Subprime mortgages also tend to come with higher loan origination fees, shorter amortization periods, and closed mortgage terms as short as 6 months. Be prepared for a higher monthly mortgage payment. Still, if you’ve crunched the numbers and purchasing a home will put you further ahead financially than continuing to rent,  the higher payment may still be worth it (as long as you can afford it).

Is a subprime mortgage right for you?

Normally, if you don’t meet the basic qualifications for a mortgage through a traditional lender then you probably shouldn’t buy a house. 

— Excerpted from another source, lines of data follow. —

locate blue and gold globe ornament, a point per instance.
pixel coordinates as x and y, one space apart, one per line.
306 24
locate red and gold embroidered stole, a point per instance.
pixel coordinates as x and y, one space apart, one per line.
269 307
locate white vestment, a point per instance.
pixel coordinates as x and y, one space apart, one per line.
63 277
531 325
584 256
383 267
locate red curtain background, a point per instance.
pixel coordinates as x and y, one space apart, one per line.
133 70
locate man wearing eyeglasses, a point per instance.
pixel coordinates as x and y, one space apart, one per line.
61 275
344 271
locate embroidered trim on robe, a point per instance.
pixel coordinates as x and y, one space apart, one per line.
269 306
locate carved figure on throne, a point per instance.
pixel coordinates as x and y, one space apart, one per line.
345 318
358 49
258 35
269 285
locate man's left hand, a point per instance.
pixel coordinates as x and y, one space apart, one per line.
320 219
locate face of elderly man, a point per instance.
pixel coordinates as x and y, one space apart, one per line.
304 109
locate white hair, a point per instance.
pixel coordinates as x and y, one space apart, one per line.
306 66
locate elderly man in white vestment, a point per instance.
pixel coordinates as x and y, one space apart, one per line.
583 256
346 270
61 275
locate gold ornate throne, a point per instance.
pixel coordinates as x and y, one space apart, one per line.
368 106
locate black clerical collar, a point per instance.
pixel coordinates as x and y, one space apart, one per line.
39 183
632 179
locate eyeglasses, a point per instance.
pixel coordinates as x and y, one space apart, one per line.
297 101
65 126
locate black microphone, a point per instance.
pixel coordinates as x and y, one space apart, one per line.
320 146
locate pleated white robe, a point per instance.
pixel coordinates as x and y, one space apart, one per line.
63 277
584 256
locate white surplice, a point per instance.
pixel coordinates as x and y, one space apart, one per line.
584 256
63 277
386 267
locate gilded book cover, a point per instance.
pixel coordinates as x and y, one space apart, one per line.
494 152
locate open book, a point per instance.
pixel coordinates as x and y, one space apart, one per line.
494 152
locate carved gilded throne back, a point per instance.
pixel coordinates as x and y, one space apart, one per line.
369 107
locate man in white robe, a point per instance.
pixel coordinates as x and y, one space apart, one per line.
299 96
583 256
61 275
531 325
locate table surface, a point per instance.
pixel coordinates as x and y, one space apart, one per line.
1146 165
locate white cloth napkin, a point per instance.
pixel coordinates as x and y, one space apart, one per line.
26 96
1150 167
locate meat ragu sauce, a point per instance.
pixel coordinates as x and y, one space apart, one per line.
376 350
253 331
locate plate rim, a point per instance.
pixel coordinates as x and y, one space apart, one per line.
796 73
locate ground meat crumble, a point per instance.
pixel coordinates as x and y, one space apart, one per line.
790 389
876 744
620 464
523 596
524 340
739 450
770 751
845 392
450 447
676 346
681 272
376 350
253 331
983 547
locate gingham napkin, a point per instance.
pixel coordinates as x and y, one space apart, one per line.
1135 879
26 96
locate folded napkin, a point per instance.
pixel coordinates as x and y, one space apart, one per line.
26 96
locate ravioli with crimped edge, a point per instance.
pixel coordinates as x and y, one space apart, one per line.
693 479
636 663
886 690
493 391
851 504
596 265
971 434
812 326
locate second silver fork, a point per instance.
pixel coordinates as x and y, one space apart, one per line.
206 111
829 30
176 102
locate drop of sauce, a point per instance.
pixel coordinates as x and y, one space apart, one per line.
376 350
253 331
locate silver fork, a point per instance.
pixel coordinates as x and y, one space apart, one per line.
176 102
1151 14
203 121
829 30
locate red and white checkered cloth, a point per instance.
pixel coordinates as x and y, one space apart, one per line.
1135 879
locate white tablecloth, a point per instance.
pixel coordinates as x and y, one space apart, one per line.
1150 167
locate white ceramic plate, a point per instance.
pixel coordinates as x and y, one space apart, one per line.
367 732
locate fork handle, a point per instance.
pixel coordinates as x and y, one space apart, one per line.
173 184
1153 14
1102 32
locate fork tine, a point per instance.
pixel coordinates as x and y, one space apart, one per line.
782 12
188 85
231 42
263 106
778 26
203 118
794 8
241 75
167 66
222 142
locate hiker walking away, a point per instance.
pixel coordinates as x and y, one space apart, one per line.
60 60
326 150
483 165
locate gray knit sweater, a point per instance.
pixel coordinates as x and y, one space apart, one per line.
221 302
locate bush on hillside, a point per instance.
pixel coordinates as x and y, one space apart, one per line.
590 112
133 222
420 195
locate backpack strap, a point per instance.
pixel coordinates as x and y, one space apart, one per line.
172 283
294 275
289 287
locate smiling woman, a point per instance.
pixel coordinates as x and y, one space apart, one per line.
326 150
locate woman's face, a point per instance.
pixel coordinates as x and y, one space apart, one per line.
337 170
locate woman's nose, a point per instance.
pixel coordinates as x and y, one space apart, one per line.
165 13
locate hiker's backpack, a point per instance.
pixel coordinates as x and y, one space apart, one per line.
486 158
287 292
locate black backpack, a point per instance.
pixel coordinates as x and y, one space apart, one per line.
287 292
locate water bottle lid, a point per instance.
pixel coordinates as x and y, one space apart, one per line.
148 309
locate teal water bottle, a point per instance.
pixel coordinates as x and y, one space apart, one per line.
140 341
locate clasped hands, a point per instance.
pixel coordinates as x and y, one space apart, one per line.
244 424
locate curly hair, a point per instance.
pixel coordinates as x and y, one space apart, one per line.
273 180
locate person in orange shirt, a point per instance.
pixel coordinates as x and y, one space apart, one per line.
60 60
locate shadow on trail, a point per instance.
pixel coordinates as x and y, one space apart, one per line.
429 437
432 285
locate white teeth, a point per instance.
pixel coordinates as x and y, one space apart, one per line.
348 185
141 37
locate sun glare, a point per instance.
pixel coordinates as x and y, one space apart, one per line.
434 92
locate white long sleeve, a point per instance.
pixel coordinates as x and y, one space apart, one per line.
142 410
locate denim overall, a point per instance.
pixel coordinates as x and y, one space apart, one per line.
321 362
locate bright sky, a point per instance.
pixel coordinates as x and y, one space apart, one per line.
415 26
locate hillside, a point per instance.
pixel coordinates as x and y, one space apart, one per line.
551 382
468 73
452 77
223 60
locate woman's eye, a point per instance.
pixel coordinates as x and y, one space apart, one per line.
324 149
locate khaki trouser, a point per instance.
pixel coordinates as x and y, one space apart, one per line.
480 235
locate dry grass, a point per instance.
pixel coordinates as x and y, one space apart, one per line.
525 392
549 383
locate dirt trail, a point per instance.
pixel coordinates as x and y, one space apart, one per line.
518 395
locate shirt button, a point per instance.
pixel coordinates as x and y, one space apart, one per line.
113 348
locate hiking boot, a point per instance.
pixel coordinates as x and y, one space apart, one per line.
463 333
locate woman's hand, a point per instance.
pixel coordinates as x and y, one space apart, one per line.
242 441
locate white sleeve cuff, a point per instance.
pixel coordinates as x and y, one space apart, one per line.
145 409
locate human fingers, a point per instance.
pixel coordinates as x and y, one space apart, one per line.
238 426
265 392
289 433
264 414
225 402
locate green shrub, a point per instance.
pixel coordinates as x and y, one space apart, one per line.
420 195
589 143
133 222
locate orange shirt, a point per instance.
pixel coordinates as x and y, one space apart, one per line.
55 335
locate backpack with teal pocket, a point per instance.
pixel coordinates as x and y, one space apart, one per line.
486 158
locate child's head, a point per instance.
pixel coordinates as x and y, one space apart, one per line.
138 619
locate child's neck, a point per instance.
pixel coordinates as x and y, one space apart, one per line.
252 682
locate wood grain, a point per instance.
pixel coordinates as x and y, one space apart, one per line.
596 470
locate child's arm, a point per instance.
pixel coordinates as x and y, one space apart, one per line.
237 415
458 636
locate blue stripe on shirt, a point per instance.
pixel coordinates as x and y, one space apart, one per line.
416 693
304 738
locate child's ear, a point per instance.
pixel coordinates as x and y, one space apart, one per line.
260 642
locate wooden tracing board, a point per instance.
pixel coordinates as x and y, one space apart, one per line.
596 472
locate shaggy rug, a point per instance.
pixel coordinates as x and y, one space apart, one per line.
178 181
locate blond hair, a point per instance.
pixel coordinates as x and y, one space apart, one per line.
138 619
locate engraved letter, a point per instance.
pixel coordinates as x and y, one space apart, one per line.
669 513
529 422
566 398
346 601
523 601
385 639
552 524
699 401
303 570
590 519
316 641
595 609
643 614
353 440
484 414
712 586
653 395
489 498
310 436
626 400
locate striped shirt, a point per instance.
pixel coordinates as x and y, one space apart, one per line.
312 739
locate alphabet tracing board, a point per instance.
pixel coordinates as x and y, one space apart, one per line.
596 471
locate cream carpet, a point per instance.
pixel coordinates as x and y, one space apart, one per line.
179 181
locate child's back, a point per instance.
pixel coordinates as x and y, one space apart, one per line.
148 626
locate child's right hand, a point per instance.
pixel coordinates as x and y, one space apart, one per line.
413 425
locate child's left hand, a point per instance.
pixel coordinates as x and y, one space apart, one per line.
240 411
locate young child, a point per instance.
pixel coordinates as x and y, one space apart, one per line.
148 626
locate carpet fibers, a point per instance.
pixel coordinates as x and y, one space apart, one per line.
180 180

Having said that, many Canadians find themselves in a unique grey area where purchasing a home would actually be financially advantageous, but for various reasons, they don’t qualify by conventional standards. 

Those with bankruptcies in their past, in my personal opinion, are prime candidates for a mortgage through a traditional bank. They have experienced financial trauma, learned from it, were required to complete a financial literacy course and now have critical debt management and personal finance skills. Bankruptcy is a traumatic experience not likely to be repeated again, but sadly I do not make the rules. 

Also, it’s a much different labour market today than even just a few years ago. Now, more Canadians are self-employed or working atypical, unconventional jobs. That can make their income difficult to verify. 

And we can’t overlook the tiny home trend taking North America by storm. Many people are sick of renting but don’t want the long-term expensive commitment of a traditional mortgage on a cookie-cutter house. Still many banks won’t finance tiny homes or alternative houses like small a-frames, houseboats, or converted shipping containers.

Conclusion

While there used to be a stigma attached to subprime mortgages, that’s not the case anymore. Subprime, B lenders are filling a critical need in the lending market. Hardworking Canadians with the capacity to repay their debts are finding themselves turned away from the traditional banks. Without B lenders to fill the gap, atypical borrowers would fall through the cracks, unable to access the real estate market. Subprime mortgages are helping more Canadians secure stable and affordable housing. 

At the end of the day, a subprime mortgage isn’t forever. Ideally, you want to date your B Lender, not marry them. You can use your subprime mortgage to help rebuild your credit, pay down your debt and shore up your financial stability. Once you meet the lending requirements of the traditional banks, you can transfer your mortgage and finally get the great rate you deserve.